October 2013: The Genetics of Blood Groups

I have been reading a book called “Genome” by Matt Ridley. It is an introduction to genetics, and to human genetics in particular, in twenty three chapters – one for each pair of chromosomes on the human genome – and it explains how genetic fingerprinting works, the genetics behind aging, the genetics of intelligence and the heritability of a variety of different diseases as well as giving a simplified explanation of what a gene actually is. It’s also a wonderful illustration of how learning about one thing in depth can lead one in a variety of different and unexpected directions.

A chromosome, it appears, is a molecule of DNA and a molecule of DNA is a long chain of things called bases (little sub-molecules) coiled together in a double helix (like a spiral staircase with two sets of steps: incidentally there is a staircase of this kind at Dover Castle which was built like that so they could get twice as many soldiers up and down in a hurry). There are only four bases: Cytosine, Guanine, Adenine, and Thymine and so if we only worry about the information in a gene (rather than the chemistry) a chromosome can be thought of as a (very) long list of letters C,G,A and T. The information in our genes is determined by the order of these letters.

A gene is a recipe for making a protein. Proteins, it turns out, are surprisingly complicated molecules made by sticking simpler molecules called amino-acids together and so the recipe is a list of the amino acids that are needed to make the protein in the right order to be stuck together. There are twenty amino acids to choose from and every sequence of three bases on the chromosome gives one amino acid. Proteins come in a wide range of sizes but are typically made up of hundreds of amino acids.

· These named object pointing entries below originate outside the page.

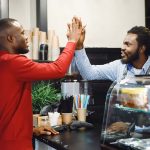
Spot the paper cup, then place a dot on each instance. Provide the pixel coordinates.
(66, 118)
(81, 114)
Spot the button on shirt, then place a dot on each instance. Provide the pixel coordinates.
(114, 70)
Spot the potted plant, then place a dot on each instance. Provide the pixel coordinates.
(44, 94)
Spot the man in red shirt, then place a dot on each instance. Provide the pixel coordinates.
(16, 75)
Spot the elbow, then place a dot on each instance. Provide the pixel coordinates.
(62, 73)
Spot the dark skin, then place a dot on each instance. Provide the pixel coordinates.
(129, 48)
(14, 39)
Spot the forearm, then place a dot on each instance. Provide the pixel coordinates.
(27, 70)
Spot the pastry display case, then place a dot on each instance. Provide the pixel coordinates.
(126, 121)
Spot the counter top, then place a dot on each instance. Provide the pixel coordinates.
(74, 139)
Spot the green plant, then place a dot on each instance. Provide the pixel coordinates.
(44, 93)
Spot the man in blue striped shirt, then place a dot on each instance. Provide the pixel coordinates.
(135, 59)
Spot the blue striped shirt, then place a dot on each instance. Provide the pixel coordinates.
(110, 71)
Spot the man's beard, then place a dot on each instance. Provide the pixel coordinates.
(22, 51)
(131, 58)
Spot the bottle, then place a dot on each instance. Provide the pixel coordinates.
(43, 52)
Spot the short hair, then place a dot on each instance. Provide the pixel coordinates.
(143, 37)
(6, 23)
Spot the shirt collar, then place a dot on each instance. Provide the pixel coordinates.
(144, 68)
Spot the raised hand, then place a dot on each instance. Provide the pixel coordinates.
(80, 43)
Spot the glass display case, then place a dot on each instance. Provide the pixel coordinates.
(126, 121)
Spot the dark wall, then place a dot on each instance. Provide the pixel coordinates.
(99, 87)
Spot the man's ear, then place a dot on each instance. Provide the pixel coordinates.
(142, 49)
(10, 38)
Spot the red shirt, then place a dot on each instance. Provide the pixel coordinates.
(16, 74)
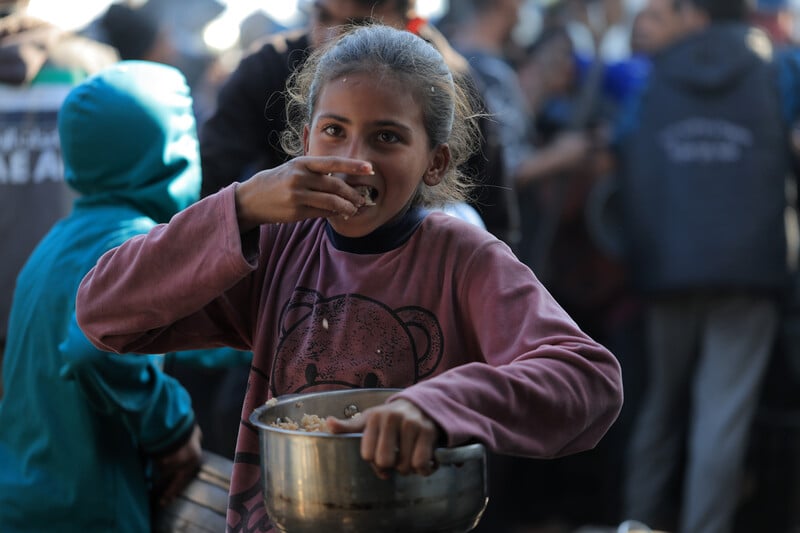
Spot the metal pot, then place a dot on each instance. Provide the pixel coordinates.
(318, 481)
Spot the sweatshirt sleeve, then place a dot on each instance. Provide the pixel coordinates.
(154, 407)
(185, 285)
(545, 389)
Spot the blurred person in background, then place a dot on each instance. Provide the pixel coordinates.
(95, 441)
(39, 64)
(703, 191)
(777, 19)
(137, 34)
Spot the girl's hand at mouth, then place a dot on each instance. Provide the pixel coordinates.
(302, 188)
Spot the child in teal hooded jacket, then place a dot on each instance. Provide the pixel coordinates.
(81, 430)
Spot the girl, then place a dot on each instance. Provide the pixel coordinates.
(333, 270)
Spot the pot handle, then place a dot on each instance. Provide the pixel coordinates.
(459, 454)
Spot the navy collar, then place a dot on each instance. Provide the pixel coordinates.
(387, 237)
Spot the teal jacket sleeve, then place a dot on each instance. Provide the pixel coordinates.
(155, 407)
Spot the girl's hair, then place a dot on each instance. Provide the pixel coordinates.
(380, 50)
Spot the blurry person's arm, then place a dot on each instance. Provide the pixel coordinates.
(154, 407)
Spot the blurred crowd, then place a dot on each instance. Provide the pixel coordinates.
(559, 80)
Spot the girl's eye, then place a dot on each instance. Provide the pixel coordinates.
(388, 137)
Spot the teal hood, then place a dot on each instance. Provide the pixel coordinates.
(143, 155)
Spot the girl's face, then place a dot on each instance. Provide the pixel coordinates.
(375, 118)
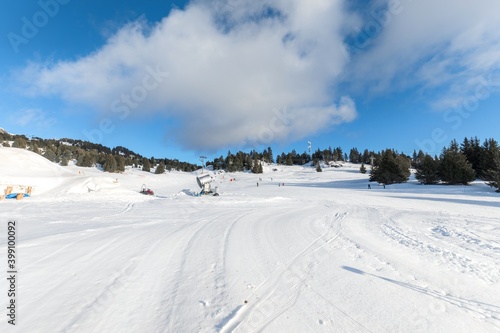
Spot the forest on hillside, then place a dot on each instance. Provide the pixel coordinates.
(457, 163)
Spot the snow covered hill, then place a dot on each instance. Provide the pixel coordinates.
(301, 252)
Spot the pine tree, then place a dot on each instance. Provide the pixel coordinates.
(362, 169)
(493, 174)
(489, 150)
(391, 169)
(109, 164)
(120, 163)
(261, 169)
(146, 165)
(427, 170)
(160, 168)
(454, 166)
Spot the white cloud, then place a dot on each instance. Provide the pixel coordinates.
(445, 44)
(32, 118)
(229, 66)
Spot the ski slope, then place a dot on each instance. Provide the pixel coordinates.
(321, 253)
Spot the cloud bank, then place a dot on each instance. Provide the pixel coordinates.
(236, 72)
(228, 73)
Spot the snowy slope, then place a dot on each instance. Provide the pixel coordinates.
(320, 254)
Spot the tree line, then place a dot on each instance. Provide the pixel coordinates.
(457, 163)
(88, 154)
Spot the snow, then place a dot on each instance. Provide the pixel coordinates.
(320, 254)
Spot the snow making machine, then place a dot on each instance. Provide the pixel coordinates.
(204, 183)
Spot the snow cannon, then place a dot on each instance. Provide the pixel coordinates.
(204, 183)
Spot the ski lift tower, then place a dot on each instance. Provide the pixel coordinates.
(202, 159)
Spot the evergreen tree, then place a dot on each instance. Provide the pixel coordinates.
(160, 168)
(109, 164)
(472, 150)
(120, 163)
(489, 150)
(354, 156)
(454, 166)
(427, 170)
(493, 174)
(146, 165)
(391, 169)
(362, 169)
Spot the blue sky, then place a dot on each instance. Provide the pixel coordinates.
(179, 79)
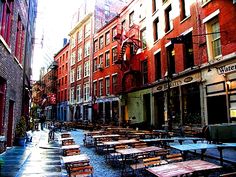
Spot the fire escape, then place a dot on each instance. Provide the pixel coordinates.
(128, 45)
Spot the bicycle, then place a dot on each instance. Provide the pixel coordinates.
(51, 133)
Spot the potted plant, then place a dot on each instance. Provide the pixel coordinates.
(20, 131)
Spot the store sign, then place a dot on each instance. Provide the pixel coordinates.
(227, 69)
(177, 82)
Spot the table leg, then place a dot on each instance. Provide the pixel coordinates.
(221, 155)
(202, 154)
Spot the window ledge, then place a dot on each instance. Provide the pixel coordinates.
(5, 44)
(154, 12)
(17, 61)
(142, 19)
(204, 4)
(169, 31)
(156, 41)
(185, 19)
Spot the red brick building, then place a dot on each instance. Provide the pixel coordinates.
(106, 75)
(176, 77)
(62, 83)
(91, 17)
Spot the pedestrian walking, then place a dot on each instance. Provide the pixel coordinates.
(42, 121)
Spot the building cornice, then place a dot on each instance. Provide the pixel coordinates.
(80, 23)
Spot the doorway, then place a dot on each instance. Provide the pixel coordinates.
(217, 109)
(159, 107)
(10, 123)
(147, 109)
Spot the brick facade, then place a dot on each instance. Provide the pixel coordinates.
(11, 71)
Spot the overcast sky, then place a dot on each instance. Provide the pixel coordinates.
(52, 25)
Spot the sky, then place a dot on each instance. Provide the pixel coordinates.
(53, 24)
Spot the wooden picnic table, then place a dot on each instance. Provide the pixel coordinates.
(67, 141)
(184, 148)
(75, 163)
(172, 139)
(182, 168)
(71, 149)
(75, 159)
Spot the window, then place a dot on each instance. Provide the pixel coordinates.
(79, 72)
(20, 35)
(87, 29)
(79, 54)
(72, 58)
(78, 93)
(123, 24)
(154, 6)
(72, 96)
(205, 1)
(107, 59)
(142, 12)
(72, 76)
(72, 42)
(100, 59)
(171, 59)
(87, 49)
(86, 68)
(184, 8)
(95, 64)
(96, 45)
(100, 87)
(158, 65)
(5, 17)
(168, 19)
(94, 88)
(131, 18)
(65, 94)
(213, 40)
(114, 84)
(114, 33)
(114, 54)
(80, 35)
(188, 51)
(65, 80)
(143, 38)
(144, 71)
(101, 42)
(107, 36)
(2, 102)
(155, 29)
(86, 91)
(107, 82)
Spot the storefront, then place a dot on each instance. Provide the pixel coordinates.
(108, 110)
(221, 93)
(181, 97)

Different proteins do different jobs in the body including (and this is a really clever bit) telling each other when and where to do their particular job. Pretty much everything that is clever about life seems to be done by one protein or another and so having the recipes for the right proteins is vitally important.

We get our genes from our parents. We have two copies of each chromosome and so for each gene we have two protein recipes: one from each parent. Often these will be the same: there are some proteins that you can’t live without and so we share a lot of our genes (recipes for proteins) with each other and with other living things. Sometimes, though, there are differences: occasionally the system for copying chromosomes from one cell to another breaks down and gets a letter wrong, misses one out or even repeats a whole section; this leads to different versions of the same gene. Sometimes this makes no difference at all (several three letter sequences give the same amino acid and so it’s possible to make changes to the DNA that make no difference at all to the protein); sometimes it changes the protein in a fairly minor way that has some effect but doesn’t stop it doing its main job; and sometimes the changes completely transform the protein (interestingly, changing a base has much less impact than missing it out completely).

Many of the differences between people can be explained, at least partly, by these differences in their genes. Sometimes one version of a gene will be better for some reason and will give the person with that gene a better chance of survival. One interesting example of this is in blood groups. I already knew that there were four basic blood groups: A,B,AB and O; and that these were determined genetically. I also already knew that cholera was a disease spread through dirty water that killed large numbers of people where the sewers and water supply got mixed up. What I didn’t know is that the proteins in the blood that make you group A or B (or AB, if you have both) make you less susceptible to getting cholera. The protein in group A blood is better at protecting you from cholera than the protein in group B. At first sight this should mean that blood group B should have died out by now but it hasn’t because if you have both proteins (type AB) then you are even more protected (apparently blood group AB people are almost immune to cholera). In a population that is mostly A, the children of a type B person are likely to be type AB which means that B never quite dies out because, although type B isn’t great at surviving, their children are amazing. This argument doesn’t explain why type O blood has survived but cholera is, of course, not the only disease to have killed people over the centuries and it seems that O blood has some benefits in relation to some other diseases. The amazing thing is that a disease that is not apparently genetic (you can’t inherit cholera from your parents) explains the diversity in a feature that doesn’t appear to have anything to do with it (cholera affects your digestive system, not your blood).

Genetics, genetic testing and genetic engineering are an increasing part of our world with new ideas, developments and inventions often making the news. The genetic code is at once surprisingly simple (only four letters in groups of three to make each amino acid) and reassuringly complex (the sheer length of the code – about 3 billion bases, seventy thousand protein recipes  – and the interactions between different proteins under different conditions makes for an almost unlimited set of possibilities to work out). There are lots of questions to do with why we catch diseases, why we’re all different, and how we’ve developed that can be answered (at least partially) using genetics: we live in an amazing time when those questions are beginning to be answered.